The concept includes aspects of four different design recommendations from a recent community-driven planning effort covering five neighborhoods near Turner Field.
Taylor said the community master plan “calls for significant density and significant height and we are trying to balance that with market reality.” But, he said, the community vision remains at the core of the concept.
Buildings along the street will generally range from one to three stories, with apartments rising to about five stories and the tallest office buildings currently envisioned at 10 stories.
The Georgia State plan incorporates a new street grid and anticipates future expansion of the city’s streetcar network.

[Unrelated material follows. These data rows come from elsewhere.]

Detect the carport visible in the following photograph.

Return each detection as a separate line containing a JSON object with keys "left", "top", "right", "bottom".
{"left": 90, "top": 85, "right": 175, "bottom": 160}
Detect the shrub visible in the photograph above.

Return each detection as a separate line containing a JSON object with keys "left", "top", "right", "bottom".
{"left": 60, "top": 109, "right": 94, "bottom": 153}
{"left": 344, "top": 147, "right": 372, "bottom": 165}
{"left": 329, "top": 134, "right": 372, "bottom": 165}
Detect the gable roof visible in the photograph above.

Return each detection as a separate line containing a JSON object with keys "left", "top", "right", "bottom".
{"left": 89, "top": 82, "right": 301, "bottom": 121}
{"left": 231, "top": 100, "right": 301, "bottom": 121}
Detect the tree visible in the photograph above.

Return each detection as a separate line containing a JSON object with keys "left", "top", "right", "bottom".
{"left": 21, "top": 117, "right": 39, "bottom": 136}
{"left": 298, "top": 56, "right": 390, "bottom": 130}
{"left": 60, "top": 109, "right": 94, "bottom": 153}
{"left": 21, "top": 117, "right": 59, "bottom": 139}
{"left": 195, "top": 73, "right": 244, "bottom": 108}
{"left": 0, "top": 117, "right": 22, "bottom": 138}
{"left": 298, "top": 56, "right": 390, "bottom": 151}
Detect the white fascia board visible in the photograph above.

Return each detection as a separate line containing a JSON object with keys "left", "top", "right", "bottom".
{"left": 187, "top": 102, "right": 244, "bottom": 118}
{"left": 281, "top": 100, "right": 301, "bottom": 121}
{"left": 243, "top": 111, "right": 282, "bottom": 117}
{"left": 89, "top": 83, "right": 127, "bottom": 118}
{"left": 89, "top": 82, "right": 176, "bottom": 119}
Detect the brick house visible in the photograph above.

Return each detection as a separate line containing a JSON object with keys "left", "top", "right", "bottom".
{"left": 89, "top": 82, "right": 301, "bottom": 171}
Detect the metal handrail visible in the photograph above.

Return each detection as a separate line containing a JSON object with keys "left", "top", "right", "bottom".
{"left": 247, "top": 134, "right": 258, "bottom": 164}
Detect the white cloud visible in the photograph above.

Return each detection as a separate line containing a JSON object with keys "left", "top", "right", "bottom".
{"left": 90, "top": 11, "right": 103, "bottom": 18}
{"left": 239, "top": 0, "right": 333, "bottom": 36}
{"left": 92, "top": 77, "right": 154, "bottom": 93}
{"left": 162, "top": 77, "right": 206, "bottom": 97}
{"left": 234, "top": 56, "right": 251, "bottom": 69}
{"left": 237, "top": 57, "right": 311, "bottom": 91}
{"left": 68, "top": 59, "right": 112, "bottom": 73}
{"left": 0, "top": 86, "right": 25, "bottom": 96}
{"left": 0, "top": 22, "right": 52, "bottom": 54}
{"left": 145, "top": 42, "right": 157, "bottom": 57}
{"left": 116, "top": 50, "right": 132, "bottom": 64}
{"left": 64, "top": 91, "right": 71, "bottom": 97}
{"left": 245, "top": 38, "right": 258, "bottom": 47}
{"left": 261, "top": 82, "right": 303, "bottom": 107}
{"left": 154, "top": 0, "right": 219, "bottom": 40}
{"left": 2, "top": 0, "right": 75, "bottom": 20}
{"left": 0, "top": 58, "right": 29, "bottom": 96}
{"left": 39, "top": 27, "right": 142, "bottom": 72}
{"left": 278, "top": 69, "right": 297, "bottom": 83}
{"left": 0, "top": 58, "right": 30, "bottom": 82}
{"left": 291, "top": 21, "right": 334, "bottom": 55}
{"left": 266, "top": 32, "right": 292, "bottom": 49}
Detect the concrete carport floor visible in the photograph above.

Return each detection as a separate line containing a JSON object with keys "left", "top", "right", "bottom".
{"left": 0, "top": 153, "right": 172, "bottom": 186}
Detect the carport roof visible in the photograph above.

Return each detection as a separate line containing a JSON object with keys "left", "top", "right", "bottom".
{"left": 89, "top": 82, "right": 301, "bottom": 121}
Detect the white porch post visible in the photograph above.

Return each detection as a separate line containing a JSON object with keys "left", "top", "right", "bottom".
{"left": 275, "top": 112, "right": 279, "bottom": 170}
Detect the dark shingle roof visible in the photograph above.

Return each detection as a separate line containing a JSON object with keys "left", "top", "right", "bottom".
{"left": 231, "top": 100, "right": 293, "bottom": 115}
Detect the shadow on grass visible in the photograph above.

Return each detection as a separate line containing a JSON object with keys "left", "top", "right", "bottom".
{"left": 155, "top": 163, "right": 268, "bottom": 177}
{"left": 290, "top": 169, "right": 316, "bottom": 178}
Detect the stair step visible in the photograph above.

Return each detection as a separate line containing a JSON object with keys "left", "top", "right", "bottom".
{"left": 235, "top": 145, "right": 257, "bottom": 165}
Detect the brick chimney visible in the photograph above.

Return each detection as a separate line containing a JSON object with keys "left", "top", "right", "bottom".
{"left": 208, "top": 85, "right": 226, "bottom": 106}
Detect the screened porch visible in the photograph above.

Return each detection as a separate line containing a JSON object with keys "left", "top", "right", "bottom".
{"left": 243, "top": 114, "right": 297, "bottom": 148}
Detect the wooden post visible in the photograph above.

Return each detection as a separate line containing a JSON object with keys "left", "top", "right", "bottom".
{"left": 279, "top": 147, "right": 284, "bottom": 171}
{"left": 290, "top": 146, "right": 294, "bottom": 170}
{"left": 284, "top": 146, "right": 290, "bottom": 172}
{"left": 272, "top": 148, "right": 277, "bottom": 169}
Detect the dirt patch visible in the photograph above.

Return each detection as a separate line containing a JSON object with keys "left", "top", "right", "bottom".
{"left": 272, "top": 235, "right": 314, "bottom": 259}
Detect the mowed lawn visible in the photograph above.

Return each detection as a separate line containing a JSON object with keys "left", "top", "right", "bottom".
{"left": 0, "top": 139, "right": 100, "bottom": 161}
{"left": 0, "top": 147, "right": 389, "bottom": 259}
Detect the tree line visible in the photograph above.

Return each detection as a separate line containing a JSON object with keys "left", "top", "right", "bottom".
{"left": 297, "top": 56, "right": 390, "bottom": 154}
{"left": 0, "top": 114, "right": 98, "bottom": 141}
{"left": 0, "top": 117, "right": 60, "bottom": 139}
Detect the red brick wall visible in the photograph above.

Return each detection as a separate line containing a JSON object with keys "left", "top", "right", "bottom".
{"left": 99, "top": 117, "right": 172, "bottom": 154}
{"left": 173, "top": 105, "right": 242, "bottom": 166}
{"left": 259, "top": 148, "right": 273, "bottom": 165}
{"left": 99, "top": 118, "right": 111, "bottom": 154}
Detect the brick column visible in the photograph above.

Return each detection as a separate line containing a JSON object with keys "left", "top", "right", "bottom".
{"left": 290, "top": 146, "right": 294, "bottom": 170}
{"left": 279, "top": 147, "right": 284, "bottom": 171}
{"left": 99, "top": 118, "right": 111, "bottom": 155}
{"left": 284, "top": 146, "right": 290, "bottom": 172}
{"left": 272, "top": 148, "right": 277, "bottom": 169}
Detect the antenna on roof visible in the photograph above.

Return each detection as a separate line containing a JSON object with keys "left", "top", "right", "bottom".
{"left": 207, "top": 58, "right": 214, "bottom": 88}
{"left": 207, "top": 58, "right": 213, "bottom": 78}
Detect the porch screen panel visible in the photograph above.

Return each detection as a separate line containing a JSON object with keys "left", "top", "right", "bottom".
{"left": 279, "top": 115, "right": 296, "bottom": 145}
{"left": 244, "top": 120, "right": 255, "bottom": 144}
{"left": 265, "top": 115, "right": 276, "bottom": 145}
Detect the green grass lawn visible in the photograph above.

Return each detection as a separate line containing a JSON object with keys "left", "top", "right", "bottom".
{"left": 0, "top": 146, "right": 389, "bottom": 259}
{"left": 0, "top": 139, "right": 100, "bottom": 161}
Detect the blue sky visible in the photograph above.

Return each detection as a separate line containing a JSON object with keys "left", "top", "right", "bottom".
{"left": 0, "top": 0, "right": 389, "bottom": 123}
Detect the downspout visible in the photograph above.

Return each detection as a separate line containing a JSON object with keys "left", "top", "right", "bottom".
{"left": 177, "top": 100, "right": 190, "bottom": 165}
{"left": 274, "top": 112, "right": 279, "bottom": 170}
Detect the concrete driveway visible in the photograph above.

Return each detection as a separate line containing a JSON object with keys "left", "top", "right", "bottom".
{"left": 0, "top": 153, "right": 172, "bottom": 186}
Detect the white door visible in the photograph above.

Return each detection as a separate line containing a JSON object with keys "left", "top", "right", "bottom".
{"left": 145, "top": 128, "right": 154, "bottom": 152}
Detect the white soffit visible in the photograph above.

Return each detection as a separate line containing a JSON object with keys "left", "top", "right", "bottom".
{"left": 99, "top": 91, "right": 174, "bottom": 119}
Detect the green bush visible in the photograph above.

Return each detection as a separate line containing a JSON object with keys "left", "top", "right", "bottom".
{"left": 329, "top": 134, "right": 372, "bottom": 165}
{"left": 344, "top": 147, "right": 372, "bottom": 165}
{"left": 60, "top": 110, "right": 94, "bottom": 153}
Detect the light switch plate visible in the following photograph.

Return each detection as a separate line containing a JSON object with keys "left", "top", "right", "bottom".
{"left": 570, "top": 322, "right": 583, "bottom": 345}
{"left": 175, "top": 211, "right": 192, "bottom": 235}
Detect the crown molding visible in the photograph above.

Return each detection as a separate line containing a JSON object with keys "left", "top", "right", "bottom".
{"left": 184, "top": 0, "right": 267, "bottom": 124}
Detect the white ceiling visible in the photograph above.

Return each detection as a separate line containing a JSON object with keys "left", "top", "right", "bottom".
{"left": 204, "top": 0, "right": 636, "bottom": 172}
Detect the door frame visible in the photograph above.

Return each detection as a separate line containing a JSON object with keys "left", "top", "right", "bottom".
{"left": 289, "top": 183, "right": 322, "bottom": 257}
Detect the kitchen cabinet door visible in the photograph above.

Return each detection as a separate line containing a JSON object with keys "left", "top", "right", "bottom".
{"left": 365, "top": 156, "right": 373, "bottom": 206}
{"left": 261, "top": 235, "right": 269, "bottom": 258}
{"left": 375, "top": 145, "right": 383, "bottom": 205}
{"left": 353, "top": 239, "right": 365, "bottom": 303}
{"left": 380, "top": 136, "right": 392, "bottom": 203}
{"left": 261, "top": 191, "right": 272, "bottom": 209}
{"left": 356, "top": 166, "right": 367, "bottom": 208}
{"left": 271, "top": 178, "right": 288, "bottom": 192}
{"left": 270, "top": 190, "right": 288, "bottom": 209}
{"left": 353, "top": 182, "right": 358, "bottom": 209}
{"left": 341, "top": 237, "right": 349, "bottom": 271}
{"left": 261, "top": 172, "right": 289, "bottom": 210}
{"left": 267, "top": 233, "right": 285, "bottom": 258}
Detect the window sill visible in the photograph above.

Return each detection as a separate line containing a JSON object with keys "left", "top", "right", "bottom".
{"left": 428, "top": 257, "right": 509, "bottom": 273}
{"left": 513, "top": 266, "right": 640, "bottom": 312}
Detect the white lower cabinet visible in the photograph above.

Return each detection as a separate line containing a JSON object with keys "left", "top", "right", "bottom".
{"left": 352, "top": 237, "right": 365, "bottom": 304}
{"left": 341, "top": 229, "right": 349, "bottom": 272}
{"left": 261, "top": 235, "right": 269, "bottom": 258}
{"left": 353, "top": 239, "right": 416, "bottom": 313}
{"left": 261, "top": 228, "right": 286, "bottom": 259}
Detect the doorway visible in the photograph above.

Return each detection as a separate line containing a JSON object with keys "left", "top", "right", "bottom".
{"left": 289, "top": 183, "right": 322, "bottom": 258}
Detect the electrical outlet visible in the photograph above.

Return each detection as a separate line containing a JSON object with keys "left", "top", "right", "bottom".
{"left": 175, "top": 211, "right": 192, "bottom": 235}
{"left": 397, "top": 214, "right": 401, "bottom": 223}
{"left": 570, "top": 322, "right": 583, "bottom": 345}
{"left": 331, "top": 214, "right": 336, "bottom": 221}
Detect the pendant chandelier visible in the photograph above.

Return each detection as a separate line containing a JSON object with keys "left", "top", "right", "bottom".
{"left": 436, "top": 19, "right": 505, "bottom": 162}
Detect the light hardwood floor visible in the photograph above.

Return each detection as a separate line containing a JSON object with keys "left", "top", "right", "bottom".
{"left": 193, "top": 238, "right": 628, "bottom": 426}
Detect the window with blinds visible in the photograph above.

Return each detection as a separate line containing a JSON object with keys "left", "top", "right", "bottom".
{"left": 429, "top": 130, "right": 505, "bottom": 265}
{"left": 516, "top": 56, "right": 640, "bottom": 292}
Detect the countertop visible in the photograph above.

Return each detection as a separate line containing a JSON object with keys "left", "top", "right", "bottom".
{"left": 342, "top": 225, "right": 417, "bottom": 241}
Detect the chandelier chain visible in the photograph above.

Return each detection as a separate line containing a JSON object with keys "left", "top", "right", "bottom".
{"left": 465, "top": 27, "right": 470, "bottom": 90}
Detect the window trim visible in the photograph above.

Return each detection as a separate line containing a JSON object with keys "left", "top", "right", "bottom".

Two light-rail projects that could intersect near Turner Field are candidates for funding under the $2.5 billion MARTA expansion, but a project hasn’t been approved.
Future phases include a potential southern extension of Georgia State’s campus, as well as denser development along Hank Aaron Drive, including two parcels reserved for potential corporate expansions or re-locations.
Long-term, the site could accommodate 1,500 to 2,000 apartments, Carter officials said. The team will set aside 10 percent of units to meet city affordable housing requirements. The development team also has agreed to a 28 percent minority- and women-owned business participation requirement.
A ‘rare commodity’
A.J. Robinson, president and CEO of Central Atlanta Progress, said he is glad to see development begin soon.
“Urban land,” he said,” is a rare commodity in downtown Atlanta,” and the city’s core needs fresh retail, residences and office space.
Taylor said his group will pitch office space to startups and established firms looking for unique space next to a research university. The group also hopes to attract a grocery store in a building along Georgia Avenue.
Taylor and Becker said a transit connection is vital to the project, though MARTA or streetcar expansion is not in their control.
Two potential light-rail lines, one from downtown to the southern end of the Beltline, and another that connects the Westside to Grant Park and the Beltline, are on the city’s long-term drawing board and could be eligible for funding under the recent MARTA sales tax expansion.
“One of the things we will advocate for greatly is transit and better connectivity for this area,” Taylor said.
John Colabelli, incoming president of the Organized Neighbors of Summerhill, the existing residential area around Turner Field, said he is “pretty optimistic from what I’m seeing.”
The area has long lacked the density to attract retailers and restaurants, Colabelli said. He cited the rapid development in recent years of the Memorial Drive corridor on the other side of I-20.
“My hope is you see a similar type of organic growth along Georgia Avenue,” he said.